ClickFix Imitates Problem and “Solution”
Individual Attacks
October 24, 2024
In June, the NJCCIC reported on a previous ClickFix campaign that used PowerShell scripts to drop malicious payloads. Recently, ClickFix was identified in two separate phishing campaigns. In one of these campaigns , the threat actors behind ClickFix hacked into over 6,000 WordPress sites to implant malicious plugins that display fake browser update prompts to users. Similar to the previous campaign, a malicious JavaScript file attempts to load the forged update prompt when the compromised website is loaded. This malicious file is stored using Binance Smart Chain (BSC) contract. If the end user follows the instructions from the prompt, info-stealing malware will be loaded and installed onto their device.
In the other campaign, Clickfix was observed posing as a Google Meet conference page. This fake page displays an error message claiming there is a technical issue and offers a fix. If a user clicks the “Fix It” button, they are led to a second pop-up with the option to “Try Fix” or “Try Again.” If a user selects “Try Fix,” a command will be copied to the user’s clipboard, which the user is instructed to paste into the Windows command line. If the script is executed, the following actions occur:
- The parent process (mshta.exe) is terminated.

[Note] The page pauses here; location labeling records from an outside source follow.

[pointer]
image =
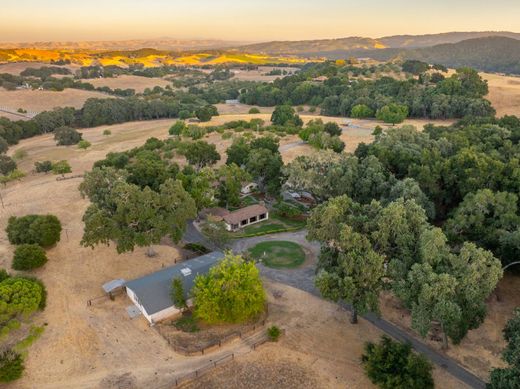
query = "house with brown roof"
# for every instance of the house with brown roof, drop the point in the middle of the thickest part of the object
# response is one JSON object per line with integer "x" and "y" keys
{"x": 245, "y": 216}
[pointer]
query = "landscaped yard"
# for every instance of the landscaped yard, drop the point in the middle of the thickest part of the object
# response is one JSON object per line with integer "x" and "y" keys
{"x": 278, "y": 254}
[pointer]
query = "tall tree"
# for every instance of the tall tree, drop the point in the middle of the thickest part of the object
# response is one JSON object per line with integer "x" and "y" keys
{"x": 354, "y": 273}
{"x": 139, "y": 217}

- The executables for Stealc and Rhadamanthys malware are downloaded. After a two-second delay, the command and control (C2) server is notified if the executables have successfully run.
- The victim’s public IP address is retrieved and sent to the C2 server along with the execution status.
Recommendations
- Avoid clicking links and opening attachments in unsolicited emails.
- Confirm requests from senders via contact information obtained from verified and official sources.
- Type official website URLs into browsers manually.
- Facilitate user awareness training to include these types of phishing-based techniques.
- Maintain robust and up-to-date endpoint detection tools on every endpoint.
- Consider leveraging behavior-based detection tools rather than signature-based tools.
- Phishing and other malicious cyber activity can be reported to the FBI’s IC3 and the NJCCIC.